Мы идем в кабинет, провожаемые десятками глаз. Может, без пользы это и не прошло и не каждый захочет оказаться в положении Панина, а все же не то получилось! Не то!

Я до смерти рад, что никого из наших воспитателей не оказалось поблизости в эту минуту.

- Положи буханку! - говорю Панину, затворив за собой дверь кабинета.

Он послушно кладет обломанную с одного бока буханку на стол.

- Отвечай, зачем украл?

- Есть хотел, - отвечает он, но тут же безнадежно машет рукой.

- Запомни, чтоб это было в последний раз. Иначе уйдешь отсюда.

Он молчит. Пожалуй, на время он и перестанет. Поостережется. Но не более того.

Долго еще после этого случая я ходил с таким ощущением, точно жабу проглотил. Вот что значит бездумно воспользоваться готовым приемом! Вот что значит не понять, что передо мной совсем другой человек, другая обстановка!

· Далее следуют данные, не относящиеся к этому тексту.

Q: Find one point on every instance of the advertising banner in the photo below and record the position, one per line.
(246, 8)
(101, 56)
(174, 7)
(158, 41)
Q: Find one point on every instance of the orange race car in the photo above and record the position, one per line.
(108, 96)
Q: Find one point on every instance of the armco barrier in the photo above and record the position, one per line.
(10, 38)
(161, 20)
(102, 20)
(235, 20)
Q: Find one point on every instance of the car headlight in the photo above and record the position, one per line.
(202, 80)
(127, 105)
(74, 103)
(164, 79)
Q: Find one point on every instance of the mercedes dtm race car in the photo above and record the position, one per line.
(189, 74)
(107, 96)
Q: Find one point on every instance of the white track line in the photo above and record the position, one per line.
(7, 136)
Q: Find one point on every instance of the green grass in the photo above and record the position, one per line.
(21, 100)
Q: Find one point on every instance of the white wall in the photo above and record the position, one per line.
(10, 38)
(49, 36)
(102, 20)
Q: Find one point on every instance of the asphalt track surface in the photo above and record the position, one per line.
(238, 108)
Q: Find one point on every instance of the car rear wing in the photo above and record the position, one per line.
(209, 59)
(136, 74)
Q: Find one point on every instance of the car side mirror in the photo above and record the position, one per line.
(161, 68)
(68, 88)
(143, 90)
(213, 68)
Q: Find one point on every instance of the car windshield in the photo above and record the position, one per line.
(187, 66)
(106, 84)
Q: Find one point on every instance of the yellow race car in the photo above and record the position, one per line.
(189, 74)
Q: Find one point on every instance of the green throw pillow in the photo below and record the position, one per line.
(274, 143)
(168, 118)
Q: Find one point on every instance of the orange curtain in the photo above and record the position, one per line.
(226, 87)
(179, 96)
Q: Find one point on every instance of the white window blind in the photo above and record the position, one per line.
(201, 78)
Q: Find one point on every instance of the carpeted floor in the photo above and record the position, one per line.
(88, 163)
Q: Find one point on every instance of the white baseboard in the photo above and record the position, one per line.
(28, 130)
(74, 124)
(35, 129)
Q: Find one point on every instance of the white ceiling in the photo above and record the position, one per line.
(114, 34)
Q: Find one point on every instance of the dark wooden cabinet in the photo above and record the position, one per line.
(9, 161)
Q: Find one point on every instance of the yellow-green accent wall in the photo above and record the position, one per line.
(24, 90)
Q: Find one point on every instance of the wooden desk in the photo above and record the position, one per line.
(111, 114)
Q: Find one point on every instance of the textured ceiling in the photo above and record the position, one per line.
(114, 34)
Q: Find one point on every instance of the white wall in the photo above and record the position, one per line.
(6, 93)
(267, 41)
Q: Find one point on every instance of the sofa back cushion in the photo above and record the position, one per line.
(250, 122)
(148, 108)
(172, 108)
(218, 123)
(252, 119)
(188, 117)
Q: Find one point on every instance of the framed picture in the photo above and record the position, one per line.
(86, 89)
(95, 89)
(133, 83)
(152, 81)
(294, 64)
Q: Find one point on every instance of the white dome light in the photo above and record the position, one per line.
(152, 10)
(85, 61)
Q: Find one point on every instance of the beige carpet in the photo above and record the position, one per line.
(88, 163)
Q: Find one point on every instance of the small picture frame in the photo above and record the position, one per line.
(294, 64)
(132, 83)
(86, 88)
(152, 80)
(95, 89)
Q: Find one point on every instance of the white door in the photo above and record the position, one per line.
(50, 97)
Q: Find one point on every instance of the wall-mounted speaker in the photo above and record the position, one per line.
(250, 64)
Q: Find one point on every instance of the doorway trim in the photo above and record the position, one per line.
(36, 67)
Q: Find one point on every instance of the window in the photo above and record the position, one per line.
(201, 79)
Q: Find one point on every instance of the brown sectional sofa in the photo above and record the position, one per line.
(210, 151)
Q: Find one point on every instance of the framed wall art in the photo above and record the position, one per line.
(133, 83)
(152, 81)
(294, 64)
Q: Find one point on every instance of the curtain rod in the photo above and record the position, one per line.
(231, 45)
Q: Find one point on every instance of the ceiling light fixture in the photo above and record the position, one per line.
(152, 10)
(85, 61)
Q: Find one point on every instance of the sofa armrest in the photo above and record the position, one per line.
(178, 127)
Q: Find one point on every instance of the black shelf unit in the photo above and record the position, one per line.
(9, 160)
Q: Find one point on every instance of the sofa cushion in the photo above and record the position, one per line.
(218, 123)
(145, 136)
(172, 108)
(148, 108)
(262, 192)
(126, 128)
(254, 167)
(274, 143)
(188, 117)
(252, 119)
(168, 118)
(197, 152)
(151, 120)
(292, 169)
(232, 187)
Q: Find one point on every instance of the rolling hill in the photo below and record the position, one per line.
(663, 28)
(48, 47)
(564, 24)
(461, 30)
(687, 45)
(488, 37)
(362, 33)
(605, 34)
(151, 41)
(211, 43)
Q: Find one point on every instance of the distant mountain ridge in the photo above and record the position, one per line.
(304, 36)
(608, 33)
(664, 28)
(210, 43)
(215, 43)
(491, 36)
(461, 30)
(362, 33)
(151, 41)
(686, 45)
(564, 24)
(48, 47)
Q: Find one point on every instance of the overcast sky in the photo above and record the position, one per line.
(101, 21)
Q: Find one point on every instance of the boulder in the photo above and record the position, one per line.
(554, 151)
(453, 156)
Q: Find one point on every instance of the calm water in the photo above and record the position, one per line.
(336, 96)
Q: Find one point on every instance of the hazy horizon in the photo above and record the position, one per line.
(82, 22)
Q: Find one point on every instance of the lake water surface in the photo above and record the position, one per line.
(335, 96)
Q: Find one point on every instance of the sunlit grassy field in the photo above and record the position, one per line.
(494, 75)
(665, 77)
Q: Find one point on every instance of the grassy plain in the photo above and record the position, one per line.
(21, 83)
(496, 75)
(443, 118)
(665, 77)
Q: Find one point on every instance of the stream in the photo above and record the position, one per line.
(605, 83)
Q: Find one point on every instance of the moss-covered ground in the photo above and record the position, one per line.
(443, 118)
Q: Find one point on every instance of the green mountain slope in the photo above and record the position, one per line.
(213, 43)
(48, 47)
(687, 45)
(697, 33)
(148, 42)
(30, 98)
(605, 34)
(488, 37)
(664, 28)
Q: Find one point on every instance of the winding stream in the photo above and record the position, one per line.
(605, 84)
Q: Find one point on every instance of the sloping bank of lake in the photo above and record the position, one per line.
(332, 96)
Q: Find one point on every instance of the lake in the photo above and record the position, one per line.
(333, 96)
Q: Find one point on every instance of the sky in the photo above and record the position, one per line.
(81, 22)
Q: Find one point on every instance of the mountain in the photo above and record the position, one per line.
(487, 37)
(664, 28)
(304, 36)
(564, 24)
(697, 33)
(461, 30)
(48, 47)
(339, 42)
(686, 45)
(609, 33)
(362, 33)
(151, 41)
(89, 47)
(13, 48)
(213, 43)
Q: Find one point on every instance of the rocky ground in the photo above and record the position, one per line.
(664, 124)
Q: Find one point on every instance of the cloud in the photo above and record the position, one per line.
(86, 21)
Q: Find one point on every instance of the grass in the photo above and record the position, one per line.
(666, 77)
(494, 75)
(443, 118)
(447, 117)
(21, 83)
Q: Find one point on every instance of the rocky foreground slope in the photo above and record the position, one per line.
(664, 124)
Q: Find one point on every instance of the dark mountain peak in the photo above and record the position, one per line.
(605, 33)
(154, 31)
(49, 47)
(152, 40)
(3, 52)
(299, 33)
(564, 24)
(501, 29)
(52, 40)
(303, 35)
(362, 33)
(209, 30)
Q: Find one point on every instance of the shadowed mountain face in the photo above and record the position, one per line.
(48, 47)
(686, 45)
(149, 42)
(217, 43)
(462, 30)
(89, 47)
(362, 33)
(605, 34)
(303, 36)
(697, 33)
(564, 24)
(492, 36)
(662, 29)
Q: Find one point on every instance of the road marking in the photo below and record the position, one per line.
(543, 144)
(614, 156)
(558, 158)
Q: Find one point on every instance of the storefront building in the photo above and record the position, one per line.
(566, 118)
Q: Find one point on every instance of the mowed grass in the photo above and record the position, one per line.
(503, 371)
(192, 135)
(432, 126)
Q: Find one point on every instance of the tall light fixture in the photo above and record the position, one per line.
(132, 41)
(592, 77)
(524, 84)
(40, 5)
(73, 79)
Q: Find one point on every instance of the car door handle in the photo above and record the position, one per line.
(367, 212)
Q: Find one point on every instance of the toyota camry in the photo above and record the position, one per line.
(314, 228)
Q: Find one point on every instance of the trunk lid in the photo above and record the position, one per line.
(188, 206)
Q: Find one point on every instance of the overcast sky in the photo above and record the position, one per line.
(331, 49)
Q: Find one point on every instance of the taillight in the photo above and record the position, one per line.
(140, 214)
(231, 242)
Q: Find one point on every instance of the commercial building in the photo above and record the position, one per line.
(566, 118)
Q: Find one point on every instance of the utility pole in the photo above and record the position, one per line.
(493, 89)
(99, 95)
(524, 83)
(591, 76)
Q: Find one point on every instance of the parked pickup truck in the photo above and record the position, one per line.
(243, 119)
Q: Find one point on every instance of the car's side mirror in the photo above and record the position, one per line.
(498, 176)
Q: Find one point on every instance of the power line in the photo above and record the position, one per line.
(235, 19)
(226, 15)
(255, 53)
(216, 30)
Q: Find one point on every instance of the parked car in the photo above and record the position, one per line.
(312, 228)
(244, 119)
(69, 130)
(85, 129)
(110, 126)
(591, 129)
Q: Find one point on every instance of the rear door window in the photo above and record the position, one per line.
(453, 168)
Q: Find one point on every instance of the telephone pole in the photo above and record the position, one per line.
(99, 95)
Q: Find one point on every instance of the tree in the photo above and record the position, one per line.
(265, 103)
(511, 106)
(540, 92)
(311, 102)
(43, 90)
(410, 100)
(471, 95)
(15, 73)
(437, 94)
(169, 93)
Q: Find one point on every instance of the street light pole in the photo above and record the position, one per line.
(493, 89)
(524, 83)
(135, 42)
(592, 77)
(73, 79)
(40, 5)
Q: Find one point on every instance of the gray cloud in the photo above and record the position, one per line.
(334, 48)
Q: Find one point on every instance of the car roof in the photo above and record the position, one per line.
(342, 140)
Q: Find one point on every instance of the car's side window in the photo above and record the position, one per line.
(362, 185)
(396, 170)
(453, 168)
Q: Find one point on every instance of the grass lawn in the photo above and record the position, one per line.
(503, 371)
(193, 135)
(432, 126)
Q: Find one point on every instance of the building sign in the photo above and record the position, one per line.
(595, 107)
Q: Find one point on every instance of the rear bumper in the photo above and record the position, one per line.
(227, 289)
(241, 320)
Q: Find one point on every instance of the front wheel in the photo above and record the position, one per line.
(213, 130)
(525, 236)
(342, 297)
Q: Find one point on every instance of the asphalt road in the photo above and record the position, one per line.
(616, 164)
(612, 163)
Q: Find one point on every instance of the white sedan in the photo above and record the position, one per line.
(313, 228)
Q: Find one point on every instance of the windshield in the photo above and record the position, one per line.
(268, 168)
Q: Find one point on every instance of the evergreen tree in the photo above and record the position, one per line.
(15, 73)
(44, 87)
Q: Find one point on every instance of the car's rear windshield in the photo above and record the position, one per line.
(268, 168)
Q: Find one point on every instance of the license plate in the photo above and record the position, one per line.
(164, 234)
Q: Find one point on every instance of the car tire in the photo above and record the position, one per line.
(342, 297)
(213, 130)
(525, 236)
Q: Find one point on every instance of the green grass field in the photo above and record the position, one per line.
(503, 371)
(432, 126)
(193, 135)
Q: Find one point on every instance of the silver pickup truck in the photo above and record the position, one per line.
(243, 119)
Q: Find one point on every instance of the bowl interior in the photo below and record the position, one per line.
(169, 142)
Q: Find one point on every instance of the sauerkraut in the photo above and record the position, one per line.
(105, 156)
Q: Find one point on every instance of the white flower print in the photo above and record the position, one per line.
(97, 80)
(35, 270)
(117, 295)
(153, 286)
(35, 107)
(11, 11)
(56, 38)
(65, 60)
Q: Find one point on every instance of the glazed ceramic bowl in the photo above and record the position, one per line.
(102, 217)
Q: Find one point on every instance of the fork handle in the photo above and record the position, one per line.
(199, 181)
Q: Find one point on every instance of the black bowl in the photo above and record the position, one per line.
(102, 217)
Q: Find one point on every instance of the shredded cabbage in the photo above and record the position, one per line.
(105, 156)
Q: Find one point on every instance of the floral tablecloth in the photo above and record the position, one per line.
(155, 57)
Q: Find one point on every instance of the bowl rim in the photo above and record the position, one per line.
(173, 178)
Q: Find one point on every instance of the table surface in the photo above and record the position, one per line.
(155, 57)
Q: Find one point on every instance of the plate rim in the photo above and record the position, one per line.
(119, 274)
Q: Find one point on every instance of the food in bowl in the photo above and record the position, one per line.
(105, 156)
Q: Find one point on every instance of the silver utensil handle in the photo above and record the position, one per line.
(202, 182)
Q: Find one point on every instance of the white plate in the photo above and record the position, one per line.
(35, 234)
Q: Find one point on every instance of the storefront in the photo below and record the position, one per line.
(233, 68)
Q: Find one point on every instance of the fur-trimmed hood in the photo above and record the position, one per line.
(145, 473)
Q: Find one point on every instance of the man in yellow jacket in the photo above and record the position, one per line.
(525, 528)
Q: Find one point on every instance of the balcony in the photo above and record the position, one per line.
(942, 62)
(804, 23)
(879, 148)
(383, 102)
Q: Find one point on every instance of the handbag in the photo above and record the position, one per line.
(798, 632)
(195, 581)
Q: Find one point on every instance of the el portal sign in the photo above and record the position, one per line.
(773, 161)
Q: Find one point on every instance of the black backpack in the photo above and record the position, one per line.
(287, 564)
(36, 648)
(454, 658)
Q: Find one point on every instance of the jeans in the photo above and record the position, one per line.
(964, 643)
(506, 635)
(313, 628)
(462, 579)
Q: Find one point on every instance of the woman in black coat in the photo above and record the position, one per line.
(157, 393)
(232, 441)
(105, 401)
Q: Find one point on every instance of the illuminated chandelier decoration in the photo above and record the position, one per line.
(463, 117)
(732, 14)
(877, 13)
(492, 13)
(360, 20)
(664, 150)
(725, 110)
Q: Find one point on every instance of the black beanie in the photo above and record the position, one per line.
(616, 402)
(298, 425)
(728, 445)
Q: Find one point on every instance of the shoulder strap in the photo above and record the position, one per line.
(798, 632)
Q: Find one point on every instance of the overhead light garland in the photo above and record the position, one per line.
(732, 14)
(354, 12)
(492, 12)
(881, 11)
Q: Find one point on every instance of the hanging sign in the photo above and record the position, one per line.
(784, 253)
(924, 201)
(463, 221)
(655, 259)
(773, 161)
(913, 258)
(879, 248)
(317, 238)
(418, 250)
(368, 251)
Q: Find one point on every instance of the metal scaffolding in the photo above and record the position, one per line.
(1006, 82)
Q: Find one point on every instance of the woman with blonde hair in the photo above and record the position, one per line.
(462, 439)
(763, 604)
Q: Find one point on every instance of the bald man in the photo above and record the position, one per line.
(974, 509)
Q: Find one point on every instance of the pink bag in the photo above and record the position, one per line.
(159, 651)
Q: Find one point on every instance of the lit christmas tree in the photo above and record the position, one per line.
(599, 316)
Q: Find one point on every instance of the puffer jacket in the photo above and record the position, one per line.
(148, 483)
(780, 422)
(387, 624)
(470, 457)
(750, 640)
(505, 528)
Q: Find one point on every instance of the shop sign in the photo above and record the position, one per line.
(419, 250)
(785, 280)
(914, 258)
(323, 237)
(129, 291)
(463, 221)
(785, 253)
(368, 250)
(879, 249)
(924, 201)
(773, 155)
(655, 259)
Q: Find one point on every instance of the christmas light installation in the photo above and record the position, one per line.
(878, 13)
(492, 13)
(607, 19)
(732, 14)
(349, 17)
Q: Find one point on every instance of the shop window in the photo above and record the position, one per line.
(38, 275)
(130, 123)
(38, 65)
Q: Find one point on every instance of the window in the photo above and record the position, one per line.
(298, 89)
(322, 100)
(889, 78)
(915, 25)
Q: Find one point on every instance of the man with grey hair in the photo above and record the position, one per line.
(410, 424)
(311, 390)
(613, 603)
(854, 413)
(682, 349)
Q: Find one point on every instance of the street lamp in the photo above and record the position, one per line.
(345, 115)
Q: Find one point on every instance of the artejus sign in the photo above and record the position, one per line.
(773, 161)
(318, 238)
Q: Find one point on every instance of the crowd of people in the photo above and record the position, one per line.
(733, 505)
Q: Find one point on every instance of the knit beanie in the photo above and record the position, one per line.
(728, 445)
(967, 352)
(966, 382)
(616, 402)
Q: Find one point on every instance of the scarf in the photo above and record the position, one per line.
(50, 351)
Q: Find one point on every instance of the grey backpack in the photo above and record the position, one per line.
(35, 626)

Ведь у нас был превосходный коллектив. Слово этого коллектива было для нас законом, его осуждение заставляло по совести и без скидок разобраться, в чем ты неправ, его одобрение делало счастливым, помогало поверить в себя. А у меня здесь разве уже есть коллектив? Нет, конечно.

Да, для Приходько та история стала уроком на всю жизнь. До него, как говорится, дошло. Его проняло. А Панин? Я даже не мог толком определить для себя, в чем же моя ошибка, но уже одно то, что Панина ничуть не проняло, что он так спокойно, так равнодушно подчинился моему приказанию, значило: я ошибся. Здесь надо было поступить как-то иначе. И тысячу раз прав был Антон Семенович, когда говорил, что наказание по-настоящему возможно только в очень хорошем, очень организованном и дружном коллективе.

10
"Садитесь и играйте!"

А в другой раз после дня веселой и хорошей работы без разрешения ушел в город Коршунов. Как тут было поступить? Не пустить его обратно я не мог. Проучить, как Глебова, тоже не мог: Коршунов был нервен и истеричен. Иногда он, правда, напускал на себя - ни с того ни с сего начинал плакать, кричать, что он никому не нужен и для всех лишний. И все-таки даже самый неопытный глаз увидел бы, что нервы у этого мальчишки действительно не в порядке. По ночам он спал беспокойно, вздрагивал, вскрикивал, бормотал, его постоянно мучили какие-то сложные сны, которые он потом многословно и путано пересказывал, изрядно всем надоедая. Он пугался любого пустяка: стоило кому-нибудь неожиданно крикнуть или громко засмеяться, как он передергивался, словно прошитый электрический током.

И вот он вернулся из самовольной отлучки и стоял передо мною рядом с дежурным командиром Жуковым, готовый заплакав закричать, забиться в истерике.

- И не пускайте! Не хотите - и не пускайте, очень нужно, подумаешь! - затянул он было на одной ноте.